In your second example instead of assignment you simply changed a mutable object, so python will never raise any objection and will fetch x[0]'s value from the enclosing scope(actually it looks for it firstly in the enclosing scope, then global scope and finally in the builtins, but stops as soon as it was found).
In python 3x you can handle this using the nonlocal keyword and in py2x you can either pass the value to the inner function or use a function attribute.
Using function attribute:
def main():
main.x = 1
def f():
main.x = main.x + 1
print main.x
return f
main()() #prints 2
Passing the value explicitly:
def main():
x = 1
def f(x):
x = x + 1
print x
return x
x = f(x) #pass x and store the returned value back to x
main() #prints 2
Using nonlocal in py3x:
def main():
x = 1
def f():
nonlocal x
x = x + 1
print (x)
return f
main()() #prints 2
The problem is that the variable x is picked up by closure. When you try to assign to a variable that is picked up from the closure, python will complain unless you use the global or nonlocal1 keywords. In the case where you are using a list, you're not assigning to the name -- You can modify an object which got picked up in the closure, but you can't assign to it.

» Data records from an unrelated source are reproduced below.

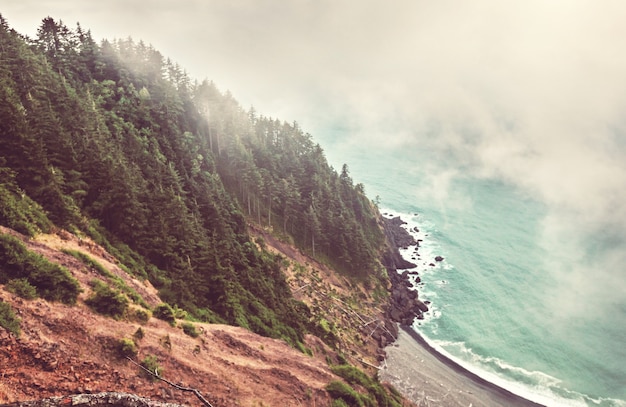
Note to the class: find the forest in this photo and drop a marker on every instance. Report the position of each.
(114, 141)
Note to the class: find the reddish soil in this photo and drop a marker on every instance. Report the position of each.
(66, 350)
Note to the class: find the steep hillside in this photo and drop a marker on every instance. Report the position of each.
(114, 142)
(69, 349)
(146, 214)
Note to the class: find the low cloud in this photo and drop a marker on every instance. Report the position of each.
(530, 92)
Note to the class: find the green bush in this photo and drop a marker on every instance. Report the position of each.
(8, 320)
(139, 334)
(354, 375)
(18, 211)
(190, 329)
(151, 363)
(53, 282)
(22, 288)
(340, 390)
(88, 261)
(127, 348)
(165, 312)
(141, 315)
(107, 301)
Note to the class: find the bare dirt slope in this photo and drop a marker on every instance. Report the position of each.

Basically, the error occurs at the print x line because when python parses the function, It sees that x is assigned to so it assumes x must be a local variable. When you get to the line print x, python tries to look up a local x but it isn't there. This can be seen by using dis.dis to inspect the bytecode. Here, python uses the LOAD_FAST instruction which is used for local variables rather than the LOAD_GLOBAL instruction which is used for non-local variables.

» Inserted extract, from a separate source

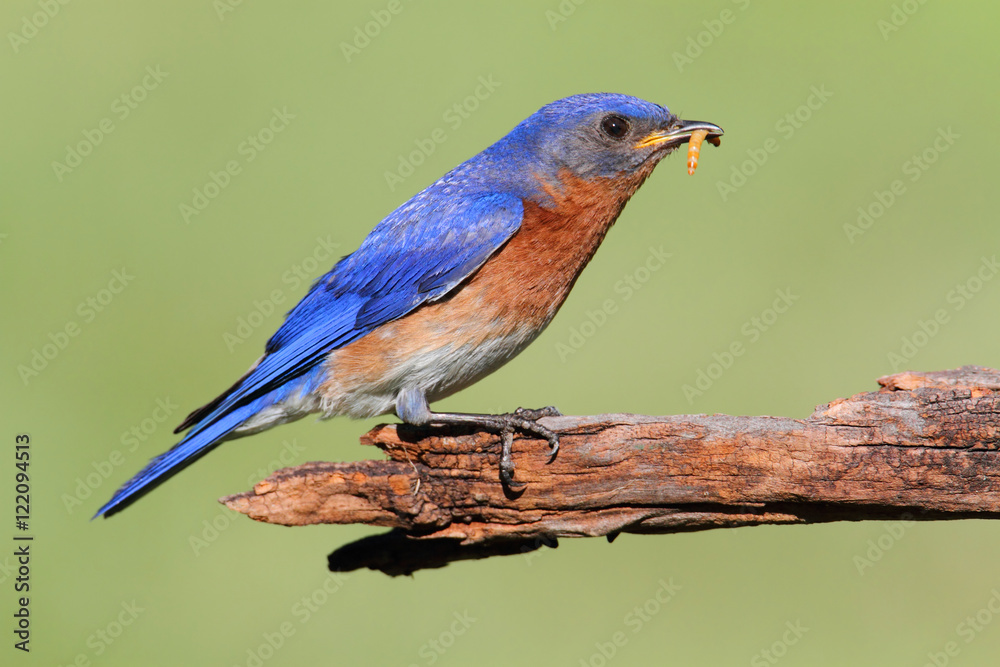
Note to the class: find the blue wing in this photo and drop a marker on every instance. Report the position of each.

Normally, this would cause a NameError, but python tries to be a little more helpful by looking for x in func_closure or func_globals 2. If it finds x in one of those, it raises an UnboundLocalError instead to give you a better idea about what is happening -- You have a local variable which couldn't be found (isn't "bound").
1python3.x only
2python2.x -- On python3.x, those attributes have changed to __closure__ and __globals__ respectively
The problem is in the line
x = x + 1
This is the first time x being assigned in function f(), telling the compiler that x is a local name. It conflicts with the previous line print x, which can't find any previous assignment of the local x.
That's where your error UnboundLocalError: local variable 'x' referenced before assignment comes from.
Note that the error happens when compiler tries to figure out which object the x in print x refers to. So the print x doesn't executes.
Change it to
x[0] = x[0] + 1
No new name is added. So the compiler knows you are referring to the array outside f().